Gli inquirenti lo rinominarono Green River Killer, dal nome del fiume all'interno o lungo il quale sono stati trovati i corpi delle prime vittime. Per quasi vent'anni, il killer del fiume terrorizzò la contea di Seattle, nello Stato di Washington, prima di essere arrestato e condannato.

Nonostante nel corso degli anni sia stato sospettato più volte di essere il responsabile dei delitti, Ridgway non venne mai arrestato, fino al 2001, quando le nuove tecnologie confermarono che il Dna ritrovato su alcuni corpi era il suo. Così il Green River Killer venne allo scoperto.

La scoperta dei delitti

Era il 15 luglio del 1982, quando due ragazzi individuarono un corpo che galleggiava nel Green River. Quel corpo apparteneva a una ragazza di 16 anni, identificata poi come Wendy Lee Coffield, un prostituta scomparsa 8 giorni prima. Quando venne ritrovata, la ragazza aveva il collo stretto da un paio di jeans: era stata strangolata. Wendy è considerata la prima vittima del serial killer del fiume.

Poco meno di un mese dopo, il 12 agosto 1982, un uomo notò un corpo galleggiare nel fiume. Pensando fosse un animale, si avvicinò, ma scoprì che si trattava di una giovane donna: era la 23enne Deborah Lynn Bonner, un'altra prostituta locale, scomparsa da oltre una settimana.

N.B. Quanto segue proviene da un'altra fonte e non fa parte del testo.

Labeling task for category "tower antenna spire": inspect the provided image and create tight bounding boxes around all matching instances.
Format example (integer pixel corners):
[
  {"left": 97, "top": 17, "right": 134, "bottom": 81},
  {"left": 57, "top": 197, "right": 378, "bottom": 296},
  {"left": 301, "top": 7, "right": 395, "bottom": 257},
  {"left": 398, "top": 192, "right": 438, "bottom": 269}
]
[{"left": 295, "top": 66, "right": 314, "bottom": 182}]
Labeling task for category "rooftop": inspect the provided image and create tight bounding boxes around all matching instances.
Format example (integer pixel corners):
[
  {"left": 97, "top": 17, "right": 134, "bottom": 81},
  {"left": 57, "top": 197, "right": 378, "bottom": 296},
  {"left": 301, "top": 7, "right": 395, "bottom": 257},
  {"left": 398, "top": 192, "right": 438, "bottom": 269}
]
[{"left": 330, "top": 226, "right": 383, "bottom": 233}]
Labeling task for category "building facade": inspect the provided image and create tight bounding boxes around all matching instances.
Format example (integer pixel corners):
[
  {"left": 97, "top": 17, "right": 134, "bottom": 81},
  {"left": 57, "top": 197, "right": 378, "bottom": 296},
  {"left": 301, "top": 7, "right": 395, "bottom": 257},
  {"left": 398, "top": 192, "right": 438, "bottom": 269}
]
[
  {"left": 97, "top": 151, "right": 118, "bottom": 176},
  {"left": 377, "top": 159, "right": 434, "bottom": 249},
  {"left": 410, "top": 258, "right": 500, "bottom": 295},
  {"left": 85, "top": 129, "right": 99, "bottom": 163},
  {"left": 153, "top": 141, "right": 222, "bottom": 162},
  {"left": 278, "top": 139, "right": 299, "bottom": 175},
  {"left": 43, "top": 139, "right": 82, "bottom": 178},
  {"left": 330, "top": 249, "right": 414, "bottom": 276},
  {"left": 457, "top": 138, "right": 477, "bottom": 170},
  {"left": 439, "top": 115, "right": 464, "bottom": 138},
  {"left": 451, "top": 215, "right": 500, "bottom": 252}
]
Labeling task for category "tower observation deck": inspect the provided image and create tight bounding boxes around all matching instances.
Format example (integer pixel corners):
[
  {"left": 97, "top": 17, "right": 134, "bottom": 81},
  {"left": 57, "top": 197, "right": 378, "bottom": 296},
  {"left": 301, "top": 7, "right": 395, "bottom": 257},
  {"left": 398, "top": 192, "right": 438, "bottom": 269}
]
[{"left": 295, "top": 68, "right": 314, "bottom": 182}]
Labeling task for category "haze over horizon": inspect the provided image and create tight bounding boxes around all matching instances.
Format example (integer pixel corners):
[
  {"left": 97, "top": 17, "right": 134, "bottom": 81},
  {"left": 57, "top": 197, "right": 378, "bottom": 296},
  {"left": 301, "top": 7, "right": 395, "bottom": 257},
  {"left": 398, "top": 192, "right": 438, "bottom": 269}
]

Nonostante i primi due ritrovamenti, il caso del serial killer del Green River scoppiò il 15 agosto dello stesso anno, quando le vittime salirono a cinque e il killer del fiume iniziò a destare preoccupazione. Quel giorno, un uomo si imbatté in qualcosa che giaceva nel fiume, mentre lo attraversava a bordo di un gommone. Credendo fosse un manichino, cercò di recuperare il corpo, senza riuscirci, e si accorse che si trattava di una figura umana. Una volta giunto a riva, notò un'altra vittima e diede l'allarme. Poco dopo arrivò la polizia, che delimitò la zona in cui si trovavano i corpi e perlustrò l'area intorno alla riva del fiume. Così a pochi metri gli agenti individuarono un'altra vittima. Quel giorno vennero ritrovati i corpi di tre donne che, si scoprì poi, erano scomparse da qualche giorno. Tutte erano state strangolate. E tutte facevano le prostitute, esattamente come le due donne ritrovate poco tempo prima.

Le indagini

La sorella di una giovane vittima di Gary Ridgway testimonia al processo
La sorella di una giovane vittima di Gary Ridgway testimonia al processo

A occuparsi inizialmente delle indagini fu la polizia della contea di King, che formò una squadra di 25 agenti, denominata Green River Task Force, con a capo Robert Keppel e David Reichert. Col passare dei mesi, i ritrovamenti di vittime nella stessa zona e con le stesse caratteristiche delle precedenti si moltiplicarono. Per questo, gli agenti pensarono da subito alla presenza di un possibile assassino seriale, dato che le modalità di uccisione e le caratteristiche delle vittime facevano pensare che dietro i delitti si nascondesse una stessa mano. Gli omicidi continuarono per tutto il 1983 e il 1984, quando il bilancio delle vittime salì a 26: tutte prostitute, tranne una ragazza ventenne, e tutte uccise con le stesse modalità.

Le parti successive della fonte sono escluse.